Aurora Replicas work well for read scaling because they are fully dedicated to read operations on your cluster volume. Write operations are managed by the primary instance. Because the cluster volume is shared among all instances in your DB cluster, no additional work is required to replicate a copy of the data for each Aurora Replica. In contrast, MySQL Read Replicas must replay, on a single thread, all write operations from the master DB instance to their local data store, which can affect MySQL Read Replicas ability to support large volumes of read traffic.

To increase availability, you can use Aurora Replicas as failover targets. That is, if the primary instance fails, an Aurora Replica is promoted to the primary instance with only a brief interruption during which read and write requests made to the primary instance fail with an exception. If your Aurora DB cluster doesn't include any Aurora Replicas, then the primary instance is recreated during a failure event. However, promoting an Aurora Replica is much faster than recreating the primary instance. For high-availability scenarios, we recommend that you create one or more Aurora Replicas, of the same DB instance class as the primary instance, in different Availability Zones for your Aurora DB cluster. For more information on Aurora Replicas as failover targets, see Fault Tolerance for an Aurora DB Cluster.

Important

Aurora Replicas always use the REPEATABLE READ default transaction isolation level for operations on InnoDB tables. You can use the SET TRANSACTION ISOLATION LEVEL command to change the transaction level only for the primary instance of an Amazon Aurora DB cluster. This restriction avoids user-level locks on Aurora Replicas and allows Aurora Replicas to scale to support thousands of active user connections while still keeping replica lag to a minimum.

For details on how to create an Aurora Replica, see Creating an Aurora Replica Using the Console.

You can set up replication between two Amazon Aurora DB clusters in different AWS regions. For details, see Replicating Amazon Aurora DB Clusters Across AWS Regions.

You can set up replication between two Amazon Aurora DB clusters using MySQL binary log (binlog) replication.

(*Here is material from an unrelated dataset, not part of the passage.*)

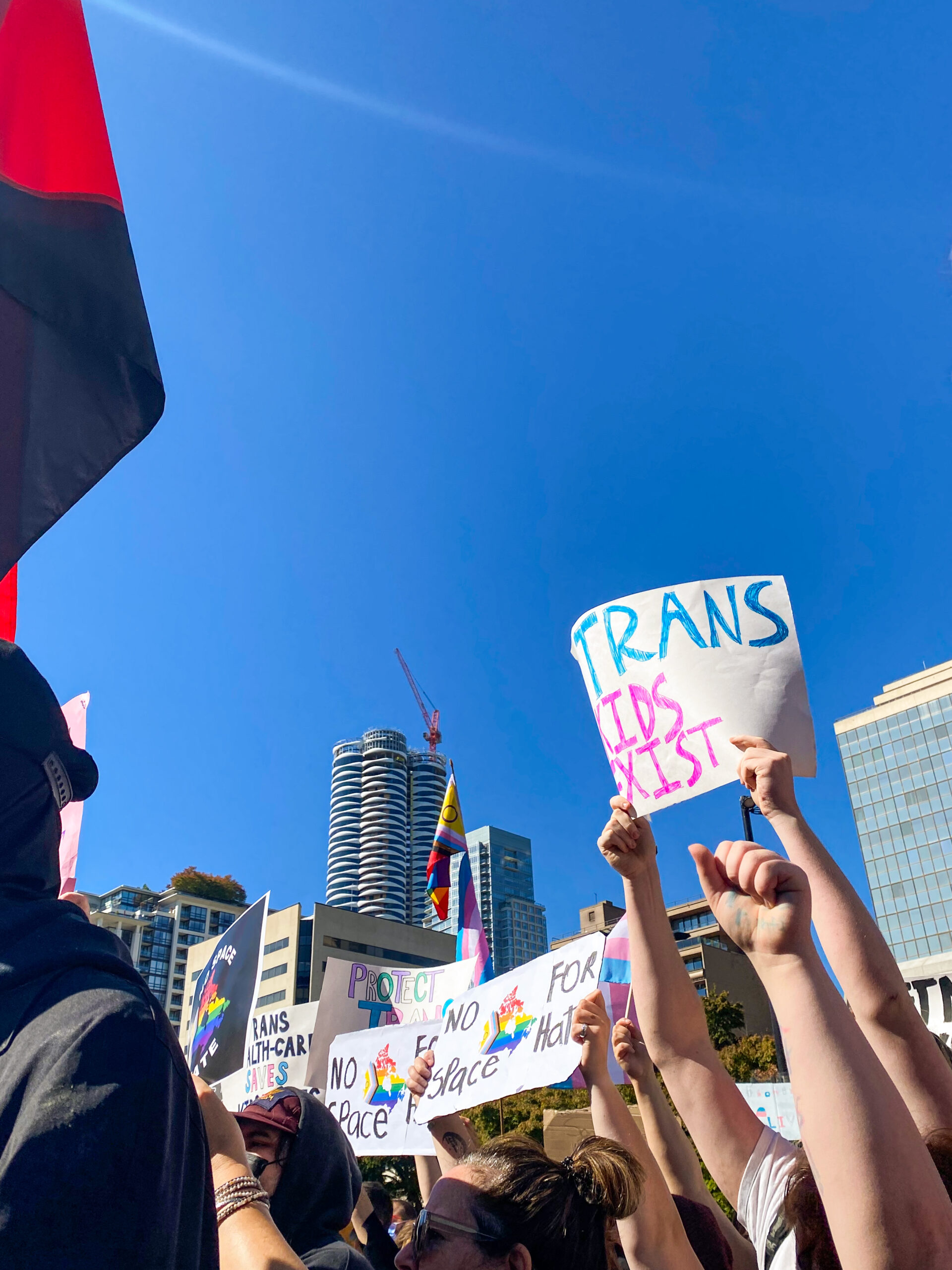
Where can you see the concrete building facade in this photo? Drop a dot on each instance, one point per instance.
(385, 804)
(503, 881)
(898, 762)
(159, 929)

For details, see Replication Between Aurora and MySQL or Between Aurora and Another Aurora DB Cluster.

You can set up replication between an RDS MySQL DB instance as the master and an Aurora DB cluster by creating an Aurora Read Replica of a MySQL DB instance. Typically, this approach is used for migration to Aurora rather than for ongoing replication. For details, see Migrating Data from a MySQL DB Instance to an Amazon Aurora DB Cluster by Using a Read Replica.

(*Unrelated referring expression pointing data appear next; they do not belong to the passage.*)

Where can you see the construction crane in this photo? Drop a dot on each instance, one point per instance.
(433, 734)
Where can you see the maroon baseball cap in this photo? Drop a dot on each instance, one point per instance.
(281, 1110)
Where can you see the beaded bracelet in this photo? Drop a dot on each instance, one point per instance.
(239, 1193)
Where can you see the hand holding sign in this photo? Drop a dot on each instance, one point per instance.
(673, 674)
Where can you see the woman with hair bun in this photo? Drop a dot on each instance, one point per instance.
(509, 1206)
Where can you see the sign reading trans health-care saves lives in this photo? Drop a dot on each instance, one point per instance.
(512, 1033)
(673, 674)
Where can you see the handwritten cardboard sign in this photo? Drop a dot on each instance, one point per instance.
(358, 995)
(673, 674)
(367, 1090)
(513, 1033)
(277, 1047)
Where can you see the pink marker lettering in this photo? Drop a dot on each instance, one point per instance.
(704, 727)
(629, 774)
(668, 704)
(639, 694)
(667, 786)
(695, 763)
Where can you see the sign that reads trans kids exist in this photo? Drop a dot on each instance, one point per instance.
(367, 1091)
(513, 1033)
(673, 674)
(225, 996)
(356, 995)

Monitoring Aurora Replication

Read scaling and high availability depend on minimal lag time. You can monitor how far an Aurora Replica is lagging behind the primary instance of your Aurora DB cluster by monitoring the Amazon CloudWatch ReplicaLag metric. Because Aurora Replicas read from the same cluster volume as the primary instance, the ReplicaLag metric has a different meaning for an Aurora DB cluster. The ReplicaLag metric for an Aurora Replica indicates the lag for the page cache of the Aurora Replica compared to that of the primary instance.

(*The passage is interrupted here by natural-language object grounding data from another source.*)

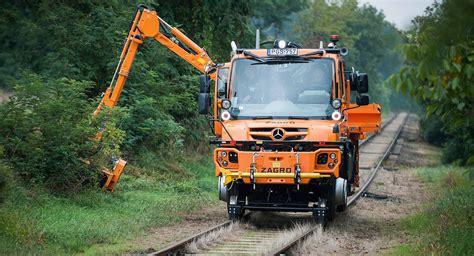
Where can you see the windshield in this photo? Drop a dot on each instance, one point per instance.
(283, 89)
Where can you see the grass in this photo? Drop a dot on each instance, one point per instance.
(444, 226)
(33, 221)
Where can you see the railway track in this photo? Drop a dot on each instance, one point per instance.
(255, 235)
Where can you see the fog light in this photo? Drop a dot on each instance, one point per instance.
(225, 115)
(336, 103)
(336, 116)
(322, 158)
(225, 104)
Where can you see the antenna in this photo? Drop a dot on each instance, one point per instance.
(257, 39)
(234, 47)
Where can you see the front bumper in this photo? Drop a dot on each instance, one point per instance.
(261, 167)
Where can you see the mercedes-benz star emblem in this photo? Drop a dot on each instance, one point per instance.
(278, 134)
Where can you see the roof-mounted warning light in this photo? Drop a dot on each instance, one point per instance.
(334, 38)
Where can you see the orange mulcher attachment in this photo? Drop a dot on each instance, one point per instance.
(147, 24)
(110, 178)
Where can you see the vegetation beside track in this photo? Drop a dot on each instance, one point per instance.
(33, 221)
(444, 225)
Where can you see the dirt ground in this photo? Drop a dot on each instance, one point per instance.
(192, 223)
(370, 227)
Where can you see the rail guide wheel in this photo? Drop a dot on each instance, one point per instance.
(235, 204)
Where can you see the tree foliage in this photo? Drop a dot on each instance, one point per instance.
(439, 71)
(46, 132)
(371, 40)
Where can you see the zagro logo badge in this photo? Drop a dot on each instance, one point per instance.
(278, 134)
(277, 170)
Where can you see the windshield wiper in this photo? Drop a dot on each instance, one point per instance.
(299, 117)
(280, 61)
(262, 117)
(254, 57)
(312, 53)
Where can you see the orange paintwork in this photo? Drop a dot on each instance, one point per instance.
(146, 24)
(282, 161)
(357, 121)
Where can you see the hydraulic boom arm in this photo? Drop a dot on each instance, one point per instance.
(147, 24)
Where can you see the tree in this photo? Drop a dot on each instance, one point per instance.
(439, 71)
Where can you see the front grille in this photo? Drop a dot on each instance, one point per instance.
(273, 133)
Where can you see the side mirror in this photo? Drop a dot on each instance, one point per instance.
(362, 83)
(362, 100)
(204, 84)
(204, 103)
(353, 81)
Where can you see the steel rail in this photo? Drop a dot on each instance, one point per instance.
(284, 249)
(376, 168)
(179, 247)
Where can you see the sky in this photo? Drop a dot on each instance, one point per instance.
(400, 12)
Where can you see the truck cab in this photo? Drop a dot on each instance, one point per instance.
(286, 130)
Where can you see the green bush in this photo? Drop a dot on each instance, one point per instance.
(45, 132)
(432, 130)
(5, 182)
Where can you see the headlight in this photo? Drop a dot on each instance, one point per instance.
(225, 115)
(336, 103)
(336, 116)
(225, 104)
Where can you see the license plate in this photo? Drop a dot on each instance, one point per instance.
(277, 169)
(282, 52)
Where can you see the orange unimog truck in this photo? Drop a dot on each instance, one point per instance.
(286, 129)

If you need the most current value for Aurora Replica lag, you can query the mysql.ro_replica_status table in your Aurora DB cluster and check the value in the Replica_lag_in_msec column. This column value is provided to Amazon CloudWatch as the value for the ReplicaLag metric. The values in the mysql.ro_replica_status are also provided in the INFORMATION_SCHEMA.REPLICA_HOST_STATUS table in your Aurora DB cluster.